Figure: (a) Left column: Plot of the delays corresponding to 600 synapses before training. It displays a broad distribution. Right column: The companion plot shows that the neuronal response to a 5 kHz signal is completely smeared out so that sound localization cannot work. (b) & (c) After training only `well-tuned' synapses remain. The input frequencies are (b) 2 kHz and (c) 5 kHz. Synapses that differ by a multiple of the period T (500 and 200 microseconds, respectively) are equally good. The companion plots on the right show a more or less pronounced response. Hence sound localization does work. (d) Plot of the learning window showing the underlying learning process and the relevance of correct timing. Vertically one has the synaptic change W after one learning step and horizontally the spike arrival time s, which either precedes (s < 0) or follows (s > 0) the moment of firing (s = 0) of the postsynaptic neuron, on which the synapses are located. Spikes hitting synapse A arrive slightly before the postsynaptic firing (s < 0) so that A is well-tuned and its efficacy increases, i.e., W(s) > 0. Those at B are too late (s >> 0) and B's strength wanes, i.e., W(s) < 0.

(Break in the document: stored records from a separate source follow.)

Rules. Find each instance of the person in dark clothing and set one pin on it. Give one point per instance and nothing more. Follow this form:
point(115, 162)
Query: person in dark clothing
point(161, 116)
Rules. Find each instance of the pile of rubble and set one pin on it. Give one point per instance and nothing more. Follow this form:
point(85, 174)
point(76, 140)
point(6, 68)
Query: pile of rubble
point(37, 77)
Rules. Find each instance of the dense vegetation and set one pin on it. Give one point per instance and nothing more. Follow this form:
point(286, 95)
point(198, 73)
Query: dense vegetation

The training singles out synapses and, hence, axons with the right timing; those that differ by a multiple of the period are also fine. The training (doing by hearing) is a kind of selection that is based on the arrival times of incoming spikes as compared to the firing times of the postsynaptic neuron: ``Those that come too late are punished.'' In other words, there is a subtle cooperative process where hundreds of synapses are `steering' a postsynaptic neuron and, in so doing, suppress synapses with the wrong timing but strengthen those that fire in unison with the postsynaptic neuron. The final result of the synaptic learning process is shown in figure (b) and (c). Experimental confirmation [3] of the importance of timing has been provided afterwards; cf. figure (d). It is also known [4] that a youngster's laminar neuron has many more synapses than that of an adult owl, which hints at a selection explained by the present theory. A detailed understanding of the various stages of the underlying cooperative learning process has been attained.

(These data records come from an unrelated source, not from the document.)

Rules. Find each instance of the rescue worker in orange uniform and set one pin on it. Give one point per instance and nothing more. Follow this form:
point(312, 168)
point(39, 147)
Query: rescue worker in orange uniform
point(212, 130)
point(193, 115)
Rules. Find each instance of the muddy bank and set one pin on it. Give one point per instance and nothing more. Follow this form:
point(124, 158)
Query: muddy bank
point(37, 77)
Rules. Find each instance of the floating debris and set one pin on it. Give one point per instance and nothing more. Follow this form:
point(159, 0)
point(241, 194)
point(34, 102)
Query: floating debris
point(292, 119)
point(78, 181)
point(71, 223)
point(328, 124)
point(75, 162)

In view of such a successful system performance, one could ponder about applying similar techniques to industrial applications where an extremely good timing in a sensible surroundings is to be realized.

[1] M. Konishi, Scientific American Vol. 268/4, 66 (1993)

[2] W. Gerstner, R. Kempter, J.L. van Hemmen, and H. Wagner, Nature Vol. 383, 76 (1996)

[3] H. Markram, J. Luebke, M. Frotscher, and B. Sakmann, Science Vol. 275, 213 (1997)

[4] C. Carr (University of Maryland), private communication.